Depending on the circumstances, employers who sponsor migrants under a sponsor licence may be under certain reporting obligations if sponsored workers engage in industrial action. If there is an obligation to report, a Level 1 User on the sponsor's Sponsor Management System (SMS) must make the report no later than 10 working days after the relevant change or event. Once a report is made, the Home Office will consider whether further action is required.

Unauthorised absences

A sponsor must report if a sponsored worker is absent from work without their permission for more than 10 consecutive working days.  This would include any absences due to industrial action.  Our interpretation of the relevant guidance is that "consecutive working days" means consecutive days on which a worker was scheduled to work.  So if a worker works on a shift pattern basis, their 10 consecutive working days' absence continues to accrue even if there are authorised non-working days in between.

Absences without pay or on reduced pay

The general rule is that a sponsor must stop sponsoring a sponsored worker if they will be, or have been, absent from work without pay or on reduced pay for more than 4 weeks in total in any calendar year.  This applies both where a sponsored worker is absent from work for a continuous period of more than 4 weeks, as well as if they have a number of shorter absences which total more than 4 weeks in aggregate. The 4 weeks is calculated based on the sponsored worker's normal working pattern. 
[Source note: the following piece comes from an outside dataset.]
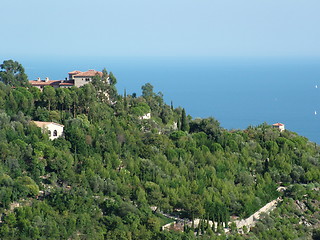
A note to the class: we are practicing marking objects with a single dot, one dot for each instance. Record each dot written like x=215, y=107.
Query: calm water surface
x=237, y=92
However, taking part in legally organised industrial action is considered a valid exception to the general rule.  This means that there would be no requirement to stop sponsoring a worker if the reason for the absence is lawful industrial action, but a sponsor is still required to report it on the SMS.  It is therefore very important to consider whether the industrial action in which the sponsored worker is or had been participating was lawful (for example, whether the union held a properly organised ballot and gave the correct notice for balloting members).

Where a sponsor ceases to sponsor a worker, the Home Office will issue the worker with a curtailment notice and the worker will be given 60 days to make an application to vary their leave (e.g. switch to another visa route, if they are eligible) or change their sponsor employer in the UK.  To mitigate against an Employment Tribunal claim in relation to a worker's dismissal, the sponsor employer should also follow a fair process in relation to the worker's dismissal.  

Where an employee is dismissed because a sponsor cannot continue to sponsor them, this would likely be a potentially fair reason for dismissal (namely, illegality).  This is because their continued employment would be in breach of immigration legislation.  However, an employee's dismissal could still be procedurally unfair if a sponsor failed to carry out a fair process before they were dismissed.

Sponsors required to provide further information on the SMS

From 8 October 2023, the Home Office has required sponsors to include the following information on the SMS:

  • the national insurance numbers of the Authorising Officer and Key Contact; and
  • the sponsor's Companies House reference number.

The Home Office has advised sponsors to update this information at their "earliest convenience". Sponsors will be required to include the national insurance numbers of their Authorising Officer and Key Contact when they are replaced and for new Level 1 Users when they are added. These updates should be applied immediately.